30 Skinheads platzen in ein Frühlingsfest und schlagen auf friedlich feiernde Menschen ein. Weshalb?
Die Menschen sind anders, queer, trans, lesbisch… Es ist 1991 und wir befinden uns in der Nähe von Ostberlin.
Nach dem Angriff fegt Charlotte von Mahlsdorf die Scherben vor ihrem Museum zusammen und Bilder vom 10.11.1938 entstehen vor ihren Augen.
Wieder! Scherben! Wieder! Gewalt! Reichskristallnacht!
Charlotte wurde 1928 in Mahlsdorf als Lothar Berfelde geboren. Sie gehörte dem märkischen Uradel an. Die Mutter, stets seine gute Fee in seinem Leben, akzeptiert warmherzig sein Anderssein. Ebenso der Großonkel Josef Brauner.
Der Vater, eine Reitpeitschennatur, schlägt und demütigt die Familie.
Charlotte von Mahlsdorf – erschlägt den Vater um die Mutter zu schützen, sitzt dafür im Gefängnis und der Psychiatrie. Kommt durch die politischen Wirren aber frei.
Im eigentlichen Sinn war sie nie politisch.
Sie sammelte alten Kram und putzte gern. Sie liebte schöne Dinge und bewahrte sie vor der Zerstörung oder vor der Aneignung der Nazibonzen bzw. der seelenlosen Geldschneider des Schalck-Golodkowski Devisenverschiebe-Imperiums.
Ein „Comming Out“ hat sie nie gebraucht. Sie stand von Anfang zu sich selbst. Sie war eine Frau in einem Männerkörper, ein männlicher Transvestit. Punkt!
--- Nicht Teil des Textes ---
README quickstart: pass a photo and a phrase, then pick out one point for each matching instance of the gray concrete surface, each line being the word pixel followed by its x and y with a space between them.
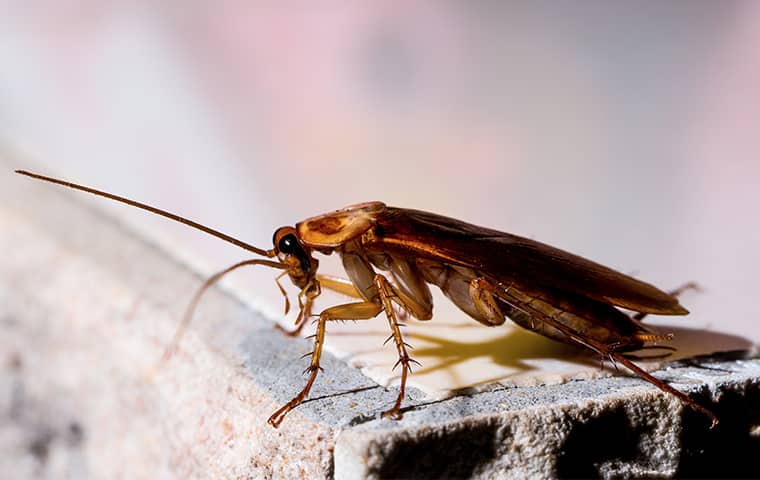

Sexualität lässt sich ja nicht unterdrücken. Warum sollte man auch? Seite 105
Und sie fand sich schön. War nie grell sondern stets züchtig und äußert sauber. Ein Putzteufel würde man heute sagen. Sie sah sich in der Rolle des Dienstmädchens um 1900. Und diese Rolle füllte sie mit feinem Gespür aus.
Selbstlos zeigte sie den Menschen die Schönheit und Kunstfertigkeit der Epoche der Gründerzeit, die sie so liebte. Für sich selbst forderte sie nichts.
In ihrer Autobiografie stellt sie sich zutiefst menschlich und immer an der Seite der Schwachen und Ausgegrenzten dar.
Dieses Bild hält leider der Wirklichkeit im Nachhinein nicht stand. Von 1971 bis 1975 war sie als IM „Park“ bei der Stasi.
Das „Lottchen“ ein Verräter, dieses unschöne Detail liest man nicht in ihrer autobiografischen Nabelschau.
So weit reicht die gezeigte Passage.